Menurut Munir, kalau suatu perusahaan bertindak sebagai kreditur, maka dia berhak untuk untuk mengajukan permohonan pailit. "Kalau dia bertindak sebagai pemegang saham, dia nggak berhak. Tetapi jangan dicampuradukan antara posisi kreditur dan pemegang saham," jelas Munir yang dikenal sebagai pengacara kepailitan dan kurator.

Munir menambahkan, sangat gampang untuk melihat persoalan tersebut secara jernih. Pasalnya, sudah jelas IFC mengajukan permohonan pailit dalam kapasitasnya sebagai kreditur. "Sebagai kreditur, tentu dia (IFC, Red) berhak mengajukan pailit debiturnya. Masalah dia juga sebagai pemegang saham, itu masalah lain lagi," tegas Munir yang sering menulis buku-buku tentang hukum bisnis.

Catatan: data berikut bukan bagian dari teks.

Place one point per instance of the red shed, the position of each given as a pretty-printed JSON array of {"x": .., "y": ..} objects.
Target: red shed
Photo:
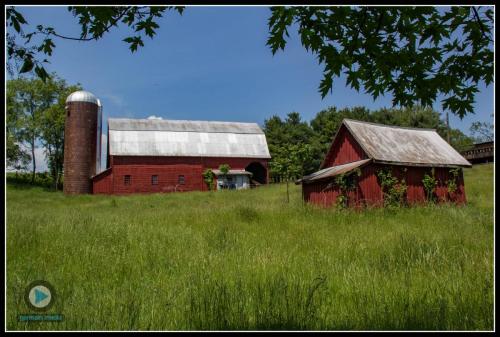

Menanggapi permasalahan pembagian harta pailit seandainya debitur  dinyatakan pailit, Munir juga melihatnya bukan sebagai masalah. "Dengan dipisahkannya kapasitas sebagai kreditur dan pemegang saham, maka dia nantinya akan punya dua hak seandainya debitur dinyatakan pailit," jelas Munir.

Hak yang pertama diperoleh dalam kedudukan sebagai kreditur. Bagiannya sama dengan kedudukan kreditur yang lain. Selanjutnya, kalau debitur dilikuidasi dan hasil likuidasinya ada sisa, IFC dapat bagian lagi yang porsinya sama dengan pemegang saham lainnya. "Sebagai kreditur IFC dapatnya pembayaran utang, sedangkan sebagai pemegang saham dapatnya hasil pemberesan, jadi jelas beda kan," tegas Munir.